Somalia Seit Jahren bekämpft die Afrikanische Union die Al-Shabaab-Milizen. Mit mäßigem Erfolg
Ausgabe 41/2013
UN-Gebäude nach einem Angriff der Al-Shabaab-Milizen
UN-Gebäude nach einem Angriff der Al-Shabaab-Milizen

Foto: Mohamed Abdiwahab/AFP/Getty Images

Die Männer mit den AK-47-Gewehren rennen schnell in die andere Richtung, als die Patrouille der Afrikanischen Union (AU) das Dorf Goobweyn betritt. Das Dorf ist eine Hochburg der Al-Shabaab-Milizen im Süden Somalias. Ich bin mit der Patrouille der AU-Mission unterwegs. Wir kommen aus Somalias südlicher Hafenstadt Kismaayo, die vor einem Jahr von den Al-Shabaab befreit wurde und noch immer von dem 17.000 Mann starken Kontingent der Afrikanischen Union gehalten wird. Wir haben gerade erst die Front überquert.

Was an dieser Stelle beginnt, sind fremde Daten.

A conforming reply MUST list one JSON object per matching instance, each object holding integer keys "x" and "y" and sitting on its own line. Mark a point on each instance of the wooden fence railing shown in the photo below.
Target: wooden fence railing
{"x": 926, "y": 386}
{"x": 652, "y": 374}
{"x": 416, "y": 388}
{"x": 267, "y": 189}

„Seht! Da drüben!“, schreit ein Unteroffizier aus dem westafrikanischen Sierra Leone, einem der kleineren Truppensteller für die Mission der Afrikanischen Union in Somalia (Amisom). Er zeigt durch den Fensterspalt unseres gepanzerten Wagens auf weit entfernte, sich schnell bewegende Gestalten. „Vor Profis haben sie Angst.“ Er hat Recht, zumindest, was diese Begegnung anbelangt. Al-Shabaab vermeidet die Konfrontation mit konventionellen Armeen.

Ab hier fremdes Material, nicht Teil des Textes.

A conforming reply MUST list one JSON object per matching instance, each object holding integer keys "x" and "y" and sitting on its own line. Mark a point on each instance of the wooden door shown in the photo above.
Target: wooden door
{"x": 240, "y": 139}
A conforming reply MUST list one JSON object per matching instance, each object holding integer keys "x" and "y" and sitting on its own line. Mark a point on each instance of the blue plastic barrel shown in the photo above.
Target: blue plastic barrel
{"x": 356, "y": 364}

Doch in eben dieser Konfrontation besteht die Hauptaufgabe Amisoms. Die somalische Regierung wird zwar international anerkannt, ist aber schwach. Die ihr unterstellte Armee besteht hauptsächlich aus einer Reihe unterschiedlicher Milizen, die noch immer sich gegenseitig bekriegenden Warlords verpflichtet sind. Da die afrikanischen Führer kein zweites Afghanistan vor ihrer Haustür wollten, beschlossen sie vor sieben Jahren die Intervention im Rahmen von Amisom. Die Mission wird von Uganda angeführt und verfügt über ein Mandat der Vereinten Nationen. Von dieser wird sie auch finanziell unterstützt.

Land der Jugend

Die Al-Shabaab-Miliz, die durch den jüngsten Terrorakt in Nairobi die Aufmerksamkeit der Weltöffentlichkeit auf sich gezogen hat, ist mehr als nur eine von vielen radikal-islamischen Gruppen, die Terroranschläge verüben. Sie ist bei Weitem die stärkste nationale Armee Somalias und hält über die Hälfte des Landes unter ihrer Kontrolle. „Wenn Amisom heute abziehen würde“, sagt ein somalischer Journalist, der aus Angst vor Repressalien nicht namentlich genannt werden möchte, „würden die al-Shabaab morgen in Mogadischu die Macht übernehmen.“

Ein Hinweis zum Verständnis der Gruppe und des von ihr ausgeübten Einflusses besteht in ihrem Namen. Al-Shabaab ist Arabisch und heißt übersetzt „Die Jugend“. Somalia hat acht Millionen Einwohner und gehört zu den ärmsten Ländern der Welt. Die überwiegende Mehrheit der Bevölkerung ist jünger als 20 Jahre. Die Somalier sind sehr stolz auf ihre nomadische Tradition, doch Dürren und Lebensmittelknappheiten haben Millionen Menschen aus dem Land vertrieben, das sie sich einst mit ihren wertvollen Kamelen und ihrem unendlichen Himmel teilten. Somalia ist heute Teil der modernen Welt, in der es auf Arbeitsplätze und Einkommen ankommt – und die Dschihadisten sind dabei zu rekrutieren. Somalische Jugendliche sind zumeist ohne Arbeit, arm und von korrupten Regierungen enttäuscht, sie sind damit relativ leicht manipulierbar.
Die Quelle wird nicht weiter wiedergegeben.